Vivemos demasiado tempo desatentos às questões essenciais e enchemos a boca com as nossas potencialidades. Só que as questões geradas pela desatenção pública e privada já ultrapassaram o centro histórico e alastraram-se ao centro cívico e aos velhos bairros exteriores às antigas muralhas.
Importa trazer as pessoas a morar, a produzir, a vender e a comprar nos espaços cuja riqueza e atratividade comunitária e turística se perderam para um crescimento urbano nas periferias que desrespeitou os centros cívico e histórico da comunidade albicastrense.
Então o que temos nós, em Castelo Branco, para mostrar e oferecer?
De facto, apesar de alguns muito bons exemplos que importa potenciar e mostrar, por fora e por dentro, o nosso património edificado é notoriamente inferior ao nosso património social.
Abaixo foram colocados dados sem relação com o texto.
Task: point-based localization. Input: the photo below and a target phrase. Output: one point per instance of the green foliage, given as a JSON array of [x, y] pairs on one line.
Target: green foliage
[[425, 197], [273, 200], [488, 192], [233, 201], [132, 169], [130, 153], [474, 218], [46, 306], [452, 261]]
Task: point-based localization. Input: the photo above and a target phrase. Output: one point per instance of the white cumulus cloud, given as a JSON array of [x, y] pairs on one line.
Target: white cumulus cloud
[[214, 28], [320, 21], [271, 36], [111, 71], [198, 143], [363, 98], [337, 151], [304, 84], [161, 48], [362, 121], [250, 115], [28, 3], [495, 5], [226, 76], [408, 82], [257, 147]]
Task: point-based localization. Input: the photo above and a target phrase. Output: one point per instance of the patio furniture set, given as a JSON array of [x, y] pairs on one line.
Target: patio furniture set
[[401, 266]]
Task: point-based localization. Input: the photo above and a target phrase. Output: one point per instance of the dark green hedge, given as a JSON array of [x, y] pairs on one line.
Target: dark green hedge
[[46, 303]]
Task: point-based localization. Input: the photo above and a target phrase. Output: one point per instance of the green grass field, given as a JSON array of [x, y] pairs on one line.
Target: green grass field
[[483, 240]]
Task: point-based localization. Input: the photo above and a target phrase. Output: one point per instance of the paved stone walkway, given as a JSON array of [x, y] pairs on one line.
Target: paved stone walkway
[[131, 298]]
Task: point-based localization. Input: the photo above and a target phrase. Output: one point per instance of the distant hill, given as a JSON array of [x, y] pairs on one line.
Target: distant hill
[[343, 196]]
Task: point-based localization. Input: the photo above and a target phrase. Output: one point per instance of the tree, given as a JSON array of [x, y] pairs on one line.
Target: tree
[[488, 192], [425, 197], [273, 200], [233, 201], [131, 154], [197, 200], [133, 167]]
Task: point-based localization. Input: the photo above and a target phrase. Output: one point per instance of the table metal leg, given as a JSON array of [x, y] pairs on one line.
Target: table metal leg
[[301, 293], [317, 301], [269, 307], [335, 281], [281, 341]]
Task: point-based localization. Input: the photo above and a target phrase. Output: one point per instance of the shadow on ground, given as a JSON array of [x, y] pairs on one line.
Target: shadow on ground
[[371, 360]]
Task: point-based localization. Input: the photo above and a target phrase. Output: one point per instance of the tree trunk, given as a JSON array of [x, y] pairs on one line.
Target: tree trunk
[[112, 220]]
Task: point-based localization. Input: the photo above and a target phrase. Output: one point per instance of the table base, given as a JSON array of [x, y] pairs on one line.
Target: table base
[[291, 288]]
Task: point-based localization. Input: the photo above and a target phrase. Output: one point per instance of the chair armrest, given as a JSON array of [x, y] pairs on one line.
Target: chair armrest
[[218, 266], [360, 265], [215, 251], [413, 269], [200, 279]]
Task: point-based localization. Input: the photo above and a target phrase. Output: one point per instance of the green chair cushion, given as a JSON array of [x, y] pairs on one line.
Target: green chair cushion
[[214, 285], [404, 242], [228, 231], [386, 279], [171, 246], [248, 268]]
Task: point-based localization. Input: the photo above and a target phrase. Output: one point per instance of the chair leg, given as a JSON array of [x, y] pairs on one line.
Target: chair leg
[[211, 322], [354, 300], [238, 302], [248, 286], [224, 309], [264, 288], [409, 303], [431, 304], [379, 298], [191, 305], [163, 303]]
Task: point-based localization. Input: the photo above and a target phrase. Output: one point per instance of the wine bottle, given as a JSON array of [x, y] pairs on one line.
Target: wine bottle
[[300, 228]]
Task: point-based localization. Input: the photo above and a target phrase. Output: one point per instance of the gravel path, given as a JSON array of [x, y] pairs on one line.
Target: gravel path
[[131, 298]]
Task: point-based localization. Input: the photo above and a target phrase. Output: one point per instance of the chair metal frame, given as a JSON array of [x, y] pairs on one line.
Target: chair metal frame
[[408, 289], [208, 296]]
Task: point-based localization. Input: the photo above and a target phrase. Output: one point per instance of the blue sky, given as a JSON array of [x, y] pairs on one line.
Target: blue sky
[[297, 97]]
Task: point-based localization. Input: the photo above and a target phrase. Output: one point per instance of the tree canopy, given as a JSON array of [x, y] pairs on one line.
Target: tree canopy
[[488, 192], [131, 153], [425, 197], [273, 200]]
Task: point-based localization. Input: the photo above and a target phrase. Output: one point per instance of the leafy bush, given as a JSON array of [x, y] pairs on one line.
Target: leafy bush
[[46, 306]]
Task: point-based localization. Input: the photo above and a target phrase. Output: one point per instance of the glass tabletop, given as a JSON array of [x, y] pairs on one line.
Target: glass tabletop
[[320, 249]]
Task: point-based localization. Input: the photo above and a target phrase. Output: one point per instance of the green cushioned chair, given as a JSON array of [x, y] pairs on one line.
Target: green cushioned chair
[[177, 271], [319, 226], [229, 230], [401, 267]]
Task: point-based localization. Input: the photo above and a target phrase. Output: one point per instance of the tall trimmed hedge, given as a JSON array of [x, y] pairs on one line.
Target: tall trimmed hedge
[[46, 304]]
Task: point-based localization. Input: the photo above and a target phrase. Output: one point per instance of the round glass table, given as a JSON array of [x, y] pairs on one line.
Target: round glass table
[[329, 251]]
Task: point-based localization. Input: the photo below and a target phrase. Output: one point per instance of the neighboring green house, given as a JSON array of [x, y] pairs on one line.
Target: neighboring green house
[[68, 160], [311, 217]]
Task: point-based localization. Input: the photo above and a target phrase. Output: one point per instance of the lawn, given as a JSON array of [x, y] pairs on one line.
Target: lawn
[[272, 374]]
Acresce que o património museológico e museográfico albicastrense (pensar-se o museu e fazer-se o museu) enferma de uma falta de perspetiva sistémica geradora de um roteiro sustentado que dê dimensão e importância aos centros de memória comunitária para que estes sejam espaços de organização e racionalidade e não simples depósitos de memórias vividas ou reconhecíveis pelos grupos sociais.
Existe, em Castelo Branco, uma prática cultural importante, multifacetada e profícua. Será que tem aproveitamento real, contínuo, sistemático e estrategicamente respaldado, ou continua a perder-se ao ser, com frequência, ultrapassada por escolhas, muitas vezes de qualidade igual ou inferior, vindas de fora e trazidas pelos ditames de uma determinada moda acomodada no princípio da “galinha da vizinha”?
Importa também não esquecer as questões das ofertas produtivas diferenciadas (tradicionais ou inovadoras); as ofertas educativas de referência e referentes aos interesses locais, regionais e nacionais; as ofertas sociais, especialmente serviços comunitários que façam a diferença e as ofertas gastronómicas (espaços e ofertas de excelência determinadas pela qualidade e singularidade).
Todas elas devem ser delineadas, potenciadas e oferecidas, sempre que possível no centro histórico.
É minha convicção que esta conjunção, mais abrangente, do património edificado com o património social albicastrense, poderá constituir a melhor resposta à questão original:
valerá a pena vir viver ou passear em Castelo Branco?
Valerá, se, no que respeita à intervenção material, soubermos que o grande desafio que enfrentamos é o de não temer restaurar e preservar o património edificado sem pretender conservar o antigo ou fixar o moderno, orientados pela produção de uma cultura que não repudie a sua própria história, mas que possa dar-se conta dela pela participação nos valores simbólicos da cidade, como sentimento de pertença, tornando as pessoas muito mais politizadas e comprometidas com o património edificado e o património social.
Na nossa cidade, os lugares de memória exteriores e interiores (em espaços comunitários ao ar livre e em espaços museológicos em recintos fechados) podem e devem ser considerados esteios da identidade histórica e tratados como tal, para que o quotidiano não se afaste da tradição e do costume, não contribua para o esquecimento e o desprendimento do passado e promova verdadeiramente interesse turístico.
Mas nada serão sem acessibilidade. Acessibilidade formal e material, facilitadora de mobilidade a quem dela não dispõe e acessibilidade compreensiva intrínseca nos seus conteúdos, geradora de empatia.
Estou certo de que, transformada em cidade (multiplamente) inclusiva e cuidada, valerá a pena vir viver ou passear em Castelo Branco.